Furthermore, anchorage loss often produces insufficient treatment results, particularly in patients who require maximum anchorage, and such treatment further produces the extension of orthodontic treatment period. Temporary anchorage devices have been shown to provide an effective anchorage to obtain en masse retraction of anterior teeth without anchorage loss [11,23]. In this case, titanium miniplates were used to establish absolute anchorage [4,24]. They were necessary to retract the maxillary anterior teeth with the absolute anchorage of maxillary molars in order to improve severe upper and lower dental protrusion, and to achieve class I relationships. The extraction spaces were closed with power chains from the titanium plate to the hook on the arch wire, and the superimposition of pre- and post-treatment cephalometric radiographs showed no mesial movement of the maxillary molars.

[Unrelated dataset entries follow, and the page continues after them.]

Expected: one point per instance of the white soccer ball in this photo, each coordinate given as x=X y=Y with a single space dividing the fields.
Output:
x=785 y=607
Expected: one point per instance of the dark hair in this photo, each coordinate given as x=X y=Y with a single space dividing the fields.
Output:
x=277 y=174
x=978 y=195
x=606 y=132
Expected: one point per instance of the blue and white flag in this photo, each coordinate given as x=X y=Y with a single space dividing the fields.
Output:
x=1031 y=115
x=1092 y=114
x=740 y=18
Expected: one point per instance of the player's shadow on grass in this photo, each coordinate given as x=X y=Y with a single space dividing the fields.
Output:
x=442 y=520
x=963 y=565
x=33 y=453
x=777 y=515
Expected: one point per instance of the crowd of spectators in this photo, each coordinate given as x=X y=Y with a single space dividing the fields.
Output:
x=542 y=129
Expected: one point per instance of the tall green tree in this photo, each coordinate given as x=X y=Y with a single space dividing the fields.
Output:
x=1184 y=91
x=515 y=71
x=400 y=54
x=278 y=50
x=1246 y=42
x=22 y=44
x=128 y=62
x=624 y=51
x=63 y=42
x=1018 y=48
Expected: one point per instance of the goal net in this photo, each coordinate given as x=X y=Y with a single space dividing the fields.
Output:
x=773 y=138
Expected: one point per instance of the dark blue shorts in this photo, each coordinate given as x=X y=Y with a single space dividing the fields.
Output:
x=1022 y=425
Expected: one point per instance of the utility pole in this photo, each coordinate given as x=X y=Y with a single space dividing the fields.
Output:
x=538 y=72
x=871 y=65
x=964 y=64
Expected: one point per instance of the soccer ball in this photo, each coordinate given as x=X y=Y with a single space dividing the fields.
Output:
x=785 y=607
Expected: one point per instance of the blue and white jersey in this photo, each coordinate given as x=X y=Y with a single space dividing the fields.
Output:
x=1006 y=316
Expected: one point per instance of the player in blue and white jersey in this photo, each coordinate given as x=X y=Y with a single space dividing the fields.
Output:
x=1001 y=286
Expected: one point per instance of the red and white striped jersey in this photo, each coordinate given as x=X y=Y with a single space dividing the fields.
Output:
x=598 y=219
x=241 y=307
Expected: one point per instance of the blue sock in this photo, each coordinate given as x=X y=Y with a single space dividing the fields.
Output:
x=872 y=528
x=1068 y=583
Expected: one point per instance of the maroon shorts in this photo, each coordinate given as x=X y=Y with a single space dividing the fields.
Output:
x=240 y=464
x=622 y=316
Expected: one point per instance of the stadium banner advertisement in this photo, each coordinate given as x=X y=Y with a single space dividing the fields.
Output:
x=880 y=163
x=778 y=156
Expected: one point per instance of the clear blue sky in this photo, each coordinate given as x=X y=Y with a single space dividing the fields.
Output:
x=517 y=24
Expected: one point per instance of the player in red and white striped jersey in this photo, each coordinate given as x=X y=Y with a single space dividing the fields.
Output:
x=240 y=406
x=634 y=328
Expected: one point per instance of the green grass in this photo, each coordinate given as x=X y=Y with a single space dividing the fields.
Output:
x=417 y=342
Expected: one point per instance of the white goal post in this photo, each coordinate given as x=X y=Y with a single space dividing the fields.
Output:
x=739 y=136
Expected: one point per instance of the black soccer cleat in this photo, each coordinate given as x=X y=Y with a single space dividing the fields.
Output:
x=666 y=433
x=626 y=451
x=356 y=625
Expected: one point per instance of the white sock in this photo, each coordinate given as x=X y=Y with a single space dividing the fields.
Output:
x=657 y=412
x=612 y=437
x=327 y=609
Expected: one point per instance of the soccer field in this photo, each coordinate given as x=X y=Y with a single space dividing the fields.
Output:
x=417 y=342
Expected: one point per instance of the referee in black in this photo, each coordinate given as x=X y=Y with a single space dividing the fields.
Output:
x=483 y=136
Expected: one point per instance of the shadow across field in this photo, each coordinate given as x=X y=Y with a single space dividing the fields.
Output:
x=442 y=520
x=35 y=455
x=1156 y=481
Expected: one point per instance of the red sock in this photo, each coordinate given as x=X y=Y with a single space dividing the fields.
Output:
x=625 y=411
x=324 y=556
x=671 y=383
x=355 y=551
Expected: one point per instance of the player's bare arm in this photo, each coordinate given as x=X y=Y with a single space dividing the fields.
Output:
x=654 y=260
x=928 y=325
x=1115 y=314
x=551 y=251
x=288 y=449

Moreover, in the current case, titanium miniplates were placed on the infrazygomatic crest of the maxilla, as the bone of that region was thick and distant from the roots. Although an orthodontic force could be applied to the titanium miniplates immediately after implantation, it is advisable to wait for healing of the wound and for the patient to learn how to clean the peripheral region of the miniplates . Therefore, the patient had 4 weeks of healing time after placement of the titanium miniplates in the current case. It is worthy to note that during the treatment, the patient did not indicate any significant symptoms related to the miniplates.
Orthodontic treatment with miniplates is an effective technique in open bite cases with vertical problems. Intrusion was accomplished successfully with miniplates with no side effects. This case reports the effectiveness of titanic miniplates for absolute anchorage, especially in situations where great corrections are needed, involving sagittal and vertical problems.